The President said that while every death was "a horror," there was a difference between "a real catastrophe like Katrina" and "what happened here" in Puerto Rico.
More than 1,000 people are believed to have died in 2005 when category four Katrina hit Florida, Mississippi and Louisiana, including its biggest city New Orleans.
Some 34 people died in Puerto Rico as a result of Hurricane Maria, with some 44 dying in other parts of the Caribbean and US.
Catastrophe modelling firm AIR Worldwide said last week that the storm caused an estimated $40-85bn worth of damage, mostly in Puerto Rico.
Katrina was estimated to have caused £108bn in damage at the time.
Critics were quick to condemn what he had said. Someone calling themselves Pe Resists4 tweeted: "The official death toll will (sadly) go up. And it'll go up dramatically. Trump patting himself on the back here will seem even more callous."

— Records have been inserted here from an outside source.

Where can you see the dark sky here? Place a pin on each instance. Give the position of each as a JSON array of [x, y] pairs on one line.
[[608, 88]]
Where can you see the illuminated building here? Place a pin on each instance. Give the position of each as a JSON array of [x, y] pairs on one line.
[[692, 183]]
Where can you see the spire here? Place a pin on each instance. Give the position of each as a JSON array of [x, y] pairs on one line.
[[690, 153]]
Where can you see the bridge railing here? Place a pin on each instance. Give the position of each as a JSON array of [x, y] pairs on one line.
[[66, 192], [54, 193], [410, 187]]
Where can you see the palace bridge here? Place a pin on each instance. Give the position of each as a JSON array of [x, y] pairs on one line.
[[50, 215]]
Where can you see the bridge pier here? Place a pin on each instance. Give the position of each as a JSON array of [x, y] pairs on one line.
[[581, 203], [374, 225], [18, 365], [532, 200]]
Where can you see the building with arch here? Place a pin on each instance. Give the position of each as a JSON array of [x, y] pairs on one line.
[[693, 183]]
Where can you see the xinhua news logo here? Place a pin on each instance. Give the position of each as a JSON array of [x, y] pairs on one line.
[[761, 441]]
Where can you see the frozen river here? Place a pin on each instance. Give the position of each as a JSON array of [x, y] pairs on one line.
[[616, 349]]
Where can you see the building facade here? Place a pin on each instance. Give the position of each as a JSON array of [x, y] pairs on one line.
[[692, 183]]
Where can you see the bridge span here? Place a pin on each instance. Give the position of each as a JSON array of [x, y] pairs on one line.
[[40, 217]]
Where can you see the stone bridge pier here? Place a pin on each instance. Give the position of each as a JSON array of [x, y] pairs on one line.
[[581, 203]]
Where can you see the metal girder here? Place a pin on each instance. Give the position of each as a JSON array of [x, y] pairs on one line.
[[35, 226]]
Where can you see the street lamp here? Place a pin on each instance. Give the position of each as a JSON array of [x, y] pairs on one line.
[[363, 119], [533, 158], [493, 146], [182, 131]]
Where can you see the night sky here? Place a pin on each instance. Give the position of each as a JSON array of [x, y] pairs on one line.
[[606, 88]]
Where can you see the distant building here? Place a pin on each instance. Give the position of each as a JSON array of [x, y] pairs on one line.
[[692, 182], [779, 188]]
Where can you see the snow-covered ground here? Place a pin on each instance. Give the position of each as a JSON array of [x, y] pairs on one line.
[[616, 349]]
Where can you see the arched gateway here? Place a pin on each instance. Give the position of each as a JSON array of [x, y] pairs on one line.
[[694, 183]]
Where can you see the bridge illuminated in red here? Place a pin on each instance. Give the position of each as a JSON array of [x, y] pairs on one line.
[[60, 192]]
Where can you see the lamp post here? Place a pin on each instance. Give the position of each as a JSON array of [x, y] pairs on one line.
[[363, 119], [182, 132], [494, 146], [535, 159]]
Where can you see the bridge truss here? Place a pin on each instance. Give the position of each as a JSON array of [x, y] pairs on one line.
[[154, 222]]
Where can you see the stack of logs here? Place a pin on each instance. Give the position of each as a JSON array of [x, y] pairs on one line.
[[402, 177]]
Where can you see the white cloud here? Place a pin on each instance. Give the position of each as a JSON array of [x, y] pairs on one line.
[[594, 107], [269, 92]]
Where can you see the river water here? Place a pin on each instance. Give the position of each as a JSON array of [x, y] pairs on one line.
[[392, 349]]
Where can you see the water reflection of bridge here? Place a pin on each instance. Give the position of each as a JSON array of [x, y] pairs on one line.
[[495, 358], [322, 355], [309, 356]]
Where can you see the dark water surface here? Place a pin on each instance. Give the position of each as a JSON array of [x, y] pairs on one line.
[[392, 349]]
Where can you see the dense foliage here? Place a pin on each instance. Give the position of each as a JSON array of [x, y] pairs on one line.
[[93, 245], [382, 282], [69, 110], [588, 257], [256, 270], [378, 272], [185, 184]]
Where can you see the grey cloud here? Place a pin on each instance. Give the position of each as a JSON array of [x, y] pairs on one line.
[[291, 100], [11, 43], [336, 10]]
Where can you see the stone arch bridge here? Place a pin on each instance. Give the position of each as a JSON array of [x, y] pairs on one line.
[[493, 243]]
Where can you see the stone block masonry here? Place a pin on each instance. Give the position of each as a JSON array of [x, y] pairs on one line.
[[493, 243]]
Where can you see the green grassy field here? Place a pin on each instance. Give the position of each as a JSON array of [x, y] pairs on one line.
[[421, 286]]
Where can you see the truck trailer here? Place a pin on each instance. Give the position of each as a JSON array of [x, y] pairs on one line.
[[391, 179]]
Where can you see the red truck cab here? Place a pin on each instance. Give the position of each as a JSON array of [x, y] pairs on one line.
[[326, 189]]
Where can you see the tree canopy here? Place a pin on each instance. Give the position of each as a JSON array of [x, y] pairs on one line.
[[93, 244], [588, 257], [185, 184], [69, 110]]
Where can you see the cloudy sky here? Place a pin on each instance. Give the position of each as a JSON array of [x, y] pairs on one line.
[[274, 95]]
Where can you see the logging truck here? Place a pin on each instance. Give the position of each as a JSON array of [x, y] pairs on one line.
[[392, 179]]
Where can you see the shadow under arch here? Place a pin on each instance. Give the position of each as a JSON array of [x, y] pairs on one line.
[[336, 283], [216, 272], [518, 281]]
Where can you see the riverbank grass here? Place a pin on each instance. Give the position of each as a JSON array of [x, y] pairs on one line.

Another, calling themselves Rosetta Drone, said on Twitter: "People were calling this his "Katrina"; so this whole thing was about making himself look better than Bush. Disgusting."
On his first visit to survey damage from Hurricane Maria, Mr Trump threw at least five packs of kitchen roll into a crowd gathered at Calvary Chapel, Guaynabo.
He shook hands with a crowd who had come to see him and posed for selfies with many of them.
Among those who met him at Muniz Air National Guard Base in Carolina was San Juan mayor Carmen Yulin Cruz, who later took part in a meeting with the President which she described as "productive".
She said she hoped new channels of communication with the White House "put in motion what is needed" to save lives.
But, in an interview with CNN, she was critical of the President, saying he sometimes "spouts" comments "that really hurt the people of Puerto Rico".
And, she added, Mr Trump was sometimes more "miscommunicator in chief" than commander in chief.